Because SR existed in the deep web and was accessible only through the anonymizing Tor browser, Ulbricht's attorneys say that in order to find SR's servers, the FBI must have hacked Ulbricht and conducted a warrantless search, thus violating the man's Fourth Amendment rights.
Assistant U.S. Attorney Serrin Turner filed a motion for the prosecution saying that if the FBI did hack – and he's not saying they did – but if they did, it was legal, because the servers were in Iceland:
In any event, even if the FBI had somehow 'hacked' into the SR Server in order to identify its IP address, such an investigative measure would not have run afoul of the Fourth Amendment. Because the SR Server was located outside the United States, the Fourth Amendment would not have required a warrant to search the server, whether for its IP address or otherwise.
Given that the SR Server was hosting a blatantly criminal website, it would have been reasonable for the FBI to 'hack' into it in order to search it, as any such 'hack' would simply have constituted a search of foreign property known to contain criminal evidence, for which a warrant was not necessary.
Turner's statements come in response to defense lawyer and tech specialist Joshua Horowitz who in a court filing last week stated that the "explanation of how the FBI discovered the server's IP address is implausible" and that their apparent "failure to preserve packet logs," or bundles of relevant data, "recorded while investigating the Silk Road servers would defy the most basic principles of forensic investigative techniques."

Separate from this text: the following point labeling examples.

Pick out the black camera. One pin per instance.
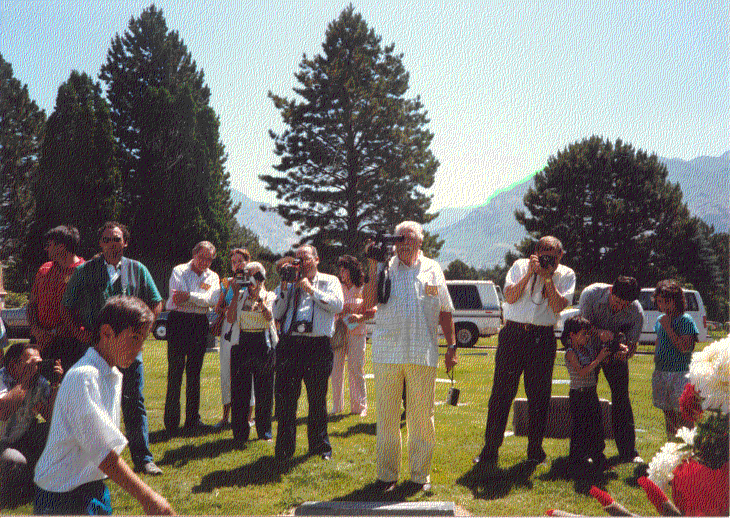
(547, 261)
(302, 326)
(614, 345)
(381, 248)
(45, 369)
(290, 271)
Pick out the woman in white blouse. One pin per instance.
(352, 279)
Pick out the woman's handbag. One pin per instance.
(339, 338)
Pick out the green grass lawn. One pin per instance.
(208, 475)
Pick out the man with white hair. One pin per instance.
(194, 290)
(405, 347)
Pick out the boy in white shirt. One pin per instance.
(84, 441)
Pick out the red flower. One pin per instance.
(689, 404)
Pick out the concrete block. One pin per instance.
(559, 422)
(343, 508)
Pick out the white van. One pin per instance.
(478, 311)
(695, 308)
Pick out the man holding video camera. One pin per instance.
(306, 304)
(617, 314)
(536, 290)
(412, 298)
(28, 386)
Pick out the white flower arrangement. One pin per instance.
(709, 372)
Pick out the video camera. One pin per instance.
(380, 249)
(290, 271)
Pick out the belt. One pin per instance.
(529, 327)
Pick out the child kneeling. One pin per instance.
(84, 441)
(586, 439)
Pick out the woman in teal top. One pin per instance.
(676, 336)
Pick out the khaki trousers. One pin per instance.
(420, 398)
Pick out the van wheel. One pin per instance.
(160, 331)
(466, 334)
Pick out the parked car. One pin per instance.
(159, 330)
(16, 322)
(478, 311)
(695, 308)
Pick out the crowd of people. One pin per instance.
(83, 368)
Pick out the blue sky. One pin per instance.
(506, 84)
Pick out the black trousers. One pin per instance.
(586, 439)
(307, 359)
(251, 356)
(622, 416)
(186, 344)
(528, 349)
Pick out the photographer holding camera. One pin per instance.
(536, 290)
(254, 339)
(616, 313)
(307, 303)
(412, 298)
(28, 387)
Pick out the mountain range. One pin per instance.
(481, 235)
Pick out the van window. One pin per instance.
(465, 296)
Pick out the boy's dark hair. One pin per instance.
(626, 288)
(669, 289)
(113, 224)
(353, 266)
(121, 312)
(574, 324)
(66, 235)
(14, 352)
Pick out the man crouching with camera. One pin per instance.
(412, 298)
(28, 387)
(306, 304)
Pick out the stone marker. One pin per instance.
(343, 508)
(559, 423)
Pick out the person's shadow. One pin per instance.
(497, 483)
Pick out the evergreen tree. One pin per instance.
(21, 130)
(355, 157)
(77, 179)
(608, 204)
(175, 190)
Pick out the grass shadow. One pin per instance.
(359, 428)
(498, 483)
(261, 472)
(583, 478)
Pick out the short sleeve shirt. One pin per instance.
(594, 306)
(84, 426)
(668, 358)
(20, 421)
(532, 306)
(406, 329)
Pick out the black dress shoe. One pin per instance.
(381, 486)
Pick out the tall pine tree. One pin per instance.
(21, 132)
(355, 157)
(77, 178)
(175, 190)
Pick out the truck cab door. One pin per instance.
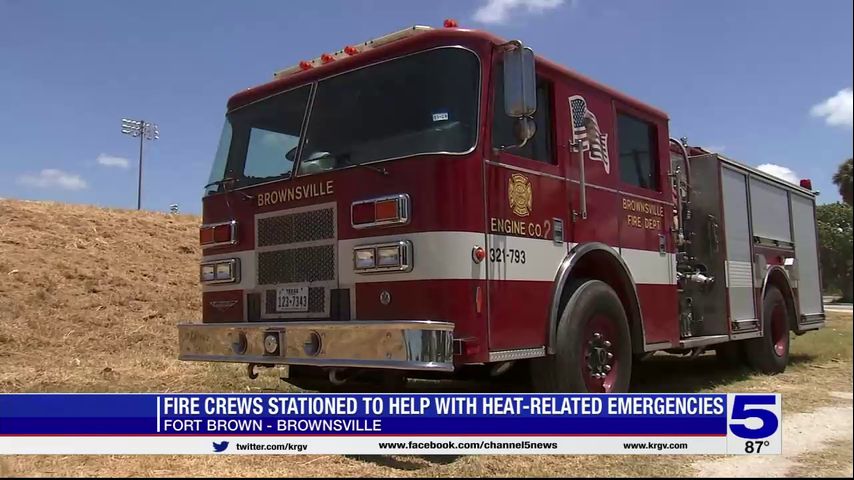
(526, 220)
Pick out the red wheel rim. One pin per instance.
(779, 332)
(600, 364)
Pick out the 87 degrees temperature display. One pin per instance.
(754, 424)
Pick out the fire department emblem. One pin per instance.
(520, 195)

Wired points out that Turner doesn't "directly contest Horowitz's description of the FBI's investigation. … Instead, [he] obliquely argue that the foreign location of the site's server and its reputation as a criminal haven mean that Ulbricht's Fourth Amendment protections against unreasonable searches don't apply."
The government claims it discovered the servers' locations because of an improperly configured CAPCHTA (one of those "prove you're human" garbled typing tests). Several Internet security experts, like Brian Krebs of Krebs on Security, Nicholas Weaver of Berkeley's International Computer Science Institute, and Robert Graham of Errata Security have said that the FBI's story is full of technical holes.